Rets - Mas as armas pequenas, que normalmente são entregues pela população, são dos tipos usadas pelos bandidos?
Antônio Rangel - Dizem que o bandido só usa metralhadora ou fuzil. Não é verdade. Esse armamento pesado ele só usa contra a polícia ou contra outros bandidos. Para assaltar o cidadão comum, a arma é pequena e escondida, como pistolas e revólveres. Outro mito é que a maioria das armas utilizadas pelos criminosos é proveniente de contrabando. É claro que existe contrabando, mas a maior parte são armas pequenas e brasileiras. Essa idéia foi sustentada por muito tempo pela industria brasileira de armas. Foi uma cortina de fumaça alimentada por ela.
Rets - O senhor vem criticando a portaria que limita o número de balas por cidadão no país. Qual seria o limite mais adequado e de que forma isso pode ser controlado?
Antônio Rangel - O ministério da Justiça não foi consultado e o Ministério da Defesa lançou essa portaria sobre o limite anual de balas por cidadão. É uma questão que tem que ser decidida mutuamente entre os dois ministérios, pois o problema das armas não é de guerra, é crime. Essa portaria estabelece 300 cartuchos por ano para quem tem em casa uma arma legal. Acredito que para quem tem armas para se defender é um número muito alto. Achamos que 50 é mais do que suficiente. A crítica a essa posição é que é preciso um número maior para poder praticar, mas isso pode ser feito num clube de tiro, que é fiscalizado pelo exército e onde o limite de balas é muito maior.
Outro problema dessa portaria é que não estabelece mecanismos precisos de fiscalização. O cidadão pode comprar 300 unidades em cada estado. Não há uma fiscalização conjunta. Por esses motivos, a portaria está sendo revista e este limite deve ser alterado para menos.
Rets - O senhor vem chamando a atenção para o problema da fiscalização. É possível ter um estatuto eficiente e desarmar a população sem a cooperação de países vizinhos?
Antônio Rangel - Algumas armas são proibidas aqui, mas no Paraguai não, como é o caso da pistola 9mm. Ela acaba entrando no país, pois a arma não respeita fronteiras. Quanto mais ampla, mais eficiente uma lei de controle.

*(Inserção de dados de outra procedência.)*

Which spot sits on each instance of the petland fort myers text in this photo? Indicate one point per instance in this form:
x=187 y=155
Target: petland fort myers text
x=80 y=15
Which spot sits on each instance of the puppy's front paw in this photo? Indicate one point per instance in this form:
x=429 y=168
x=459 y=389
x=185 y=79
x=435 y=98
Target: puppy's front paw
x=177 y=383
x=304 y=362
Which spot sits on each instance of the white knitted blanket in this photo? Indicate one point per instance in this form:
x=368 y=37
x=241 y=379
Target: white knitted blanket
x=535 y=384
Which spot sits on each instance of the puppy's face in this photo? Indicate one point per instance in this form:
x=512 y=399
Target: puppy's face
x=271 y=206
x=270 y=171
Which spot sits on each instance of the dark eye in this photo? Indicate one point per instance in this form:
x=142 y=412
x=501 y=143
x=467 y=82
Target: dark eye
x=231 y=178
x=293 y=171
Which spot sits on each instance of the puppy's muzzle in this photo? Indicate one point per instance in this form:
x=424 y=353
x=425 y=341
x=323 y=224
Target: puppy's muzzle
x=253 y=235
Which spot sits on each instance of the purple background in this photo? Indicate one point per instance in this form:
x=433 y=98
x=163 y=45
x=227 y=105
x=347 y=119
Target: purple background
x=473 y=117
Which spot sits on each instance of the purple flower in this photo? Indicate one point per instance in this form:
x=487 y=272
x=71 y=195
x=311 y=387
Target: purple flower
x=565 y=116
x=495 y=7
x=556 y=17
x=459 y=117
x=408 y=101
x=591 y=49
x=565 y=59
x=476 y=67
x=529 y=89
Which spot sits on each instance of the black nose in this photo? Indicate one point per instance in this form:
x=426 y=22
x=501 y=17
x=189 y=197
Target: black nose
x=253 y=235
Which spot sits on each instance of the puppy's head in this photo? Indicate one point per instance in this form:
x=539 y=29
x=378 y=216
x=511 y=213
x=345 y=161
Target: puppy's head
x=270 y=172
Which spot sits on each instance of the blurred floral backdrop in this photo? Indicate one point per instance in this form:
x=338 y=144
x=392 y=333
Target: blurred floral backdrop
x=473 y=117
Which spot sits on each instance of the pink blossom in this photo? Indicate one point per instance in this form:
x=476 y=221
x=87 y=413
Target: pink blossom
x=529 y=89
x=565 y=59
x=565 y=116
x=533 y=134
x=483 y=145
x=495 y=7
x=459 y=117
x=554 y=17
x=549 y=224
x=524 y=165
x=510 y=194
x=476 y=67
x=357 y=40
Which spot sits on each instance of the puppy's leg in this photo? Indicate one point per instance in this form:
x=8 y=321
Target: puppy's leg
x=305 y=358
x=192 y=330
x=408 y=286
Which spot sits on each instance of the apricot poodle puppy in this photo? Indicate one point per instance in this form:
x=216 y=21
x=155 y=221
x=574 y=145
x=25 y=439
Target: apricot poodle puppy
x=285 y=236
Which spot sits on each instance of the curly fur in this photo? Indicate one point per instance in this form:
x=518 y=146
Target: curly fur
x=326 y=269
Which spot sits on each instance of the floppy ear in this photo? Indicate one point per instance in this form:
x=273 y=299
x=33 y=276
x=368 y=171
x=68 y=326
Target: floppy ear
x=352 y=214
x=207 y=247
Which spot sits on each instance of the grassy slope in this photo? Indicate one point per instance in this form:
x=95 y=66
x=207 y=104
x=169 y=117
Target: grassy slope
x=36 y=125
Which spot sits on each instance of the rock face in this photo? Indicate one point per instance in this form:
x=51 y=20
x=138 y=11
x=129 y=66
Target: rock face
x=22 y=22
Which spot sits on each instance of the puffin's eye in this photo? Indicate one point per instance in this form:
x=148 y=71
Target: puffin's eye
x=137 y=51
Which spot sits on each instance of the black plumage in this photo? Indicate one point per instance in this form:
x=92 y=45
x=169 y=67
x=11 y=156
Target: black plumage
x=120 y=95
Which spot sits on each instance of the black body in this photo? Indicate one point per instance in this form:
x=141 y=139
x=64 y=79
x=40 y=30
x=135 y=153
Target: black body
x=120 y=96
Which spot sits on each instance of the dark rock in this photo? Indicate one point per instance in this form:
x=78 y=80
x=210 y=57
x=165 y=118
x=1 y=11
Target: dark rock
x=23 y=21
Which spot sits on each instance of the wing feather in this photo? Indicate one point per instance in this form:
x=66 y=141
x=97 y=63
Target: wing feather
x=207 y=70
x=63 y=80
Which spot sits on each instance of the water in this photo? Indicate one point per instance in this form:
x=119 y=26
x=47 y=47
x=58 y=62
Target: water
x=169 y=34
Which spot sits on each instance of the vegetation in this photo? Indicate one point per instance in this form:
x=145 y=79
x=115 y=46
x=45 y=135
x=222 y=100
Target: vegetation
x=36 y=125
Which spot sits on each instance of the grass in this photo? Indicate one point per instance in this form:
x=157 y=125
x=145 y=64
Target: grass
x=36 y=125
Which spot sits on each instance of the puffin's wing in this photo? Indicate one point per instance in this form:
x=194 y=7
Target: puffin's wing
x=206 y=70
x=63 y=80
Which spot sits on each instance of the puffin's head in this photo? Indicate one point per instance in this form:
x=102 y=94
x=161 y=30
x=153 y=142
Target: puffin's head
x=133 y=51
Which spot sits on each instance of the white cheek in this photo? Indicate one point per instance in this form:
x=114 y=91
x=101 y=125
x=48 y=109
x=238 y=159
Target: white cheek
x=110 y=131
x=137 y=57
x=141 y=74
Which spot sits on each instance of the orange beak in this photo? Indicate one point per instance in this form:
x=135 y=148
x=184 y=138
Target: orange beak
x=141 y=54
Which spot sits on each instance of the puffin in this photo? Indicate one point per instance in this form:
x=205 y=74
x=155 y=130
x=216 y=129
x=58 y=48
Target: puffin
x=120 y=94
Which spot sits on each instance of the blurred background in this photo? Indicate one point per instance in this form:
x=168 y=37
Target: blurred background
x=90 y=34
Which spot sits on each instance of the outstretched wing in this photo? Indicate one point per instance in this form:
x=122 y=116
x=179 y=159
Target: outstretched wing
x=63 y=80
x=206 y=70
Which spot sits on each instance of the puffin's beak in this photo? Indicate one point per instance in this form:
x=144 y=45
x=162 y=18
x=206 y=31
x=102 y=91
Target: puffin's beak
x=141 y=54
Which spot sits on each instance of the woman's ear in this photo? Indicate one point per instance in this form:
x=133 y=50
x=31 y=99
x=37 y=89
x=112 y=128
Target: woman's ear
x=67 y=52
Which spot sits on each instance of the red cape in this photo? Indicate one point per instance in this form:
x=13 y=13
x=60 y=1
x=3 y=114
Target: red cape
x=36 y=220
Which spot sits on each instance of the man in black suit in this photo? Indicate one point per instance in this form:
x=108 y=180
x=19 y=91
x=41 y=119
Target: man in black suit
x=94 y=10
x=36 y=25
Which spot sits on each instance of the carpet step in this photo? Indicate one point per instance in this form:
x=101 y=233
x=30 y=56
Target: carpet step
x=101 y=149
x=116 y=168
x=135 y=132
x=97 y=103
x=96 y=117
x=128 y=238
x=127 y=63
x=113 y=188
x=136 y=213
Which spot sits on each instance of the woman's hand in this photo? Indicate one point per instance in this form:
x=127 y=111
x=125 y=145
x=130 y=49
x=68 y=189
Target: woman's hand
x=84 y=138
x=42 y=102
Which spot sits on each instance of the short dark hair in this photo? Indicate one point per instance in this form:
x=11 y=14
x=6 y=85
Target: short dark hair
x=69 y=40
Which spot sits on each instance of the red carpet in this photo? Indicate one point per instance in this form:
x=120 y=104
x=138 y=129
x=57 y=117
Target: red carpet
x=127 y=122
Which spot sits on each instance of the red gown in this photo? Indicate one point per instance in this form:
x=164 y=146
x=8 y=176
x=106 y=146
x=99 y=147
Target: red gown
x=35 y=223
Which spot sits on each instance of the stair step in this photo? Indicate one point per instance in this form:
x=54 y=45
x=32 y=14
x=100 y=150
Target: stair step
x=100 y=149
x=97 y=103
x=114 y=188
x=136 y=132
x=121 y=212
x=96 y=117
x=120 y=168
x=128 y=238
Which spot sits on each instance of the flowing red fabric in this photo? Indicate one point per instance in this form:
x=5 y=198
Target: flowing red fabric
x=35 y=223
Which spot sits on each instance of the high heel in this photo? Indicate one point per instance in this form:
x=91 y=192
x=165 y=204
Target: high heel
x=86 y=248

A nossa lei é de vanguarda. Vários países do Mercosul já estão adotando algumas inovações do Estatuto, como a marcação de balas e os testes psicológicos para componentes do exército. A Argentina tinha uma lei que era supostamente boa e eles se orgulhavam disso, mas agora se inspiram no nosso Estatuto. Acho que é esse o caminho.
Rets - O senhor afirmou que a Campanha do Desarmamento trata de mudanças de costumes. É por isso que foi criada uma campanha só para as crianças?
Antônio Rangel - A criança, na nossa sociedade, é estimulada pelos filmes e pela TV a resolverem seus conflitos de forma violenta. Ou ela tem um contraponto forte na família ou acaba se tornando um pessoa violenta por causa disso. Uma pesquisa nos Estados Unidos mostrou que a maioria dos criminosos era de famílias violentas. Essa campanha tem o objetivo de dar consciência à criança de que não devemos resolver nossos conflitos de forma violenta. Queremos desde cedo implantar essa cultura de paz nas crianças.